How do the numbers stack up?
Historically speaking, flu season lasts from approximately October to May every year, and the “peak” of flu season always changes. The graph below demonstrates that for the past 36 years, flu season has most often peaked in February. Given this data, we may not have yet seen the worst of this season’s epidemic.
Despite the grim statistics thus far, compared to recent years, this has not been the worst flu season. The 2009 season was considered to be a pandemic and claimed the lives of over 12,000 Americans alone, and sent nearly 300,000 people to the hospital. Based on the CDC’s most recent reports, there are currently about 12,000 hospitalizations for the flu so far this season. Although these numbers aren’t nearly as dire, it is important to remember that the flu may still be spreading, and healthcare professionals should help prevent further spread of the flu.
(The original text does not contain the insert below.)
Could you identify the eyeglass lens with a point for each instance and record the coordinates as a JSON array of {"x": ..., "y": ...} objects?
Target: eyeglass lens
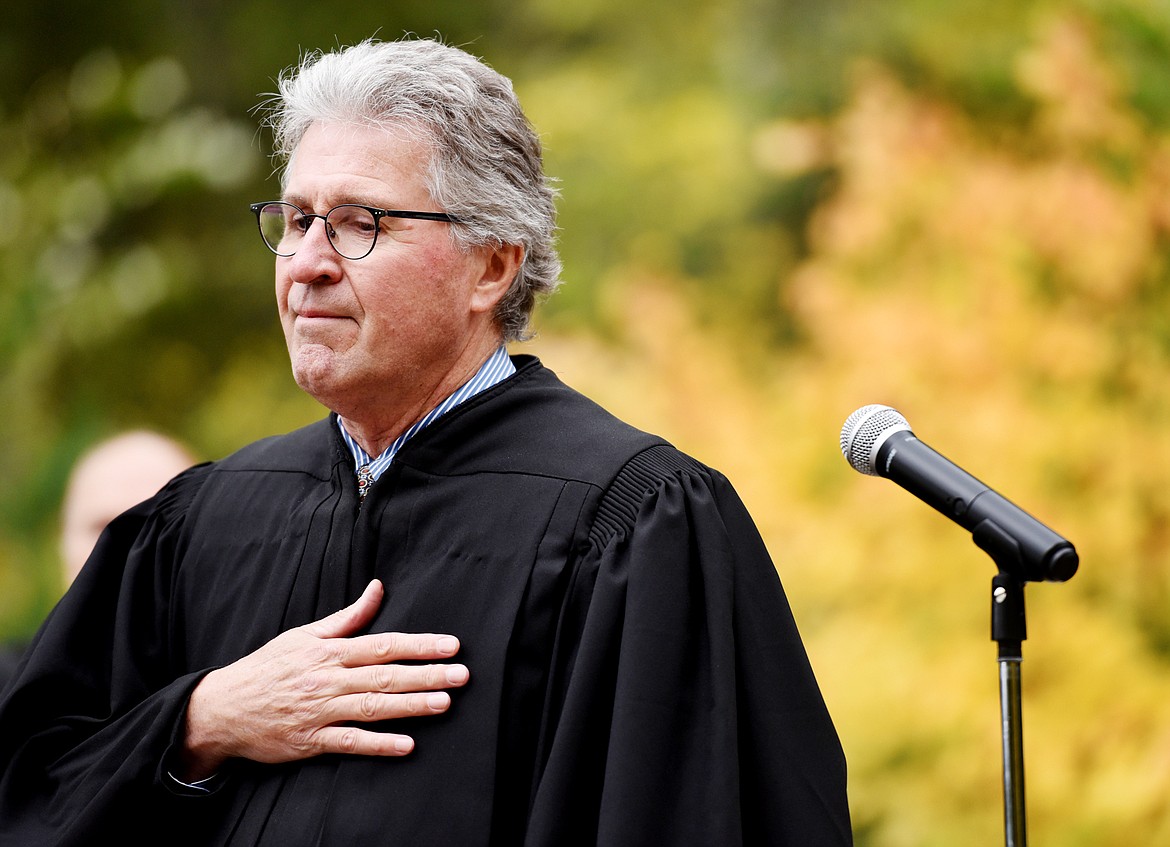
[{"x": 351, "y": 229}]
Image Source: Centers for Disease Control
What can I do?
Early vaccination reports show that currently, only about 38.5% of adults have received a flu vaccination this season. Last year, approximately 43.3% of adults were vaccinated, suggesting that many patients who would typically consider receiving vaccinations have not yet done so. This provides a great opportunity for your pharmacy to speak with your patients about their day to day health, and how they are trying to prevent the spread of the flu.
Patients are visiting your pharmacy frequently, sometimes more than once a month. Given that the flu season lasts until early May, you still have the opportunity to speak with your patients about the importance of receiving a flu vaccination. Many of your patients may not even be aware that this current flu season has become declared an epidemic, or that it has not yet hit its peak!
Hospitalizations and fatalities of any variety are upsetting, especially when modern medicine can help to prevent such diagnoses. Speak with your patients, especially those with young children or who are over the age of 65, to ensure that they understand how to stay healthy for the remainder of this flu season.